Choosing Corn Varieties, Making Zinnia Bouquets

The first corn is disappointing, starchy and less sweet than it might be, and I think I know why. We used up some older seed for the first planting and when – no surprise – germination was lousy, Bill ( who is in charge of the corn) just bought some tasty-looking new stuff and used it to fill in the blanks. ” Is it the same type?” I asked. ” Got me, ” was the reply.
But if corn with one kind of sugar gene cross-pollinates another, neither of them is likely to taste as good as it should. Fortunately, there’s lots of old fashioned Stowell’s Evergreen, a late white corn that takes forever and a day so it never crosses with anything. It also often gets frosted JUST when it’s about to get ripe – I think of it as a sort of autumn magnolia – but it’s yummy when it comes through.

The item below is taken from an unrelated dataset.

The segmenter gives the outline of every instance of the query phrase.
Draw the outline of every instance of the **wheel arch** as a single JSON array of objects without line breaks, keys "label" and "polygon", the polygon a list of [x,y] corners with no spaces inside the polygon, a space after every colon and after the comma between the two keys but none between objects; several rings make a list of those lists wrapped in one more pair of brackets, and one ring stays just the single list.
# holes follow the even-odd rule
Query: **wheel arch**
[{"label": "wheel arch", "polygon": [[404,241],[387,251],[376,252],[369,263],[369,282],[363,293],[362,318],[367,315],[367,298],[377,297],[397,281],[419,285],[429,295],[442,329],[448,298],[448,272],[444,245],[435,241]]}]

The annuals that got cut back hard at the end of July have responded with textbook zeal, even though they got a lot less water than would have been good. State Fair zinnias in particular. Great big flowers on gigantic bushes and for once more or less mildew free. Too bad the only bouquets you can put them in are big blowsy “everything but the kitchen sink it must be August” monsters. The “all one kind of flower” routine works pretty well, especially if you have a nice clunky vase, and it’s very much in fashion these days…but long about now I always remember last year’s vow not to grow them any more.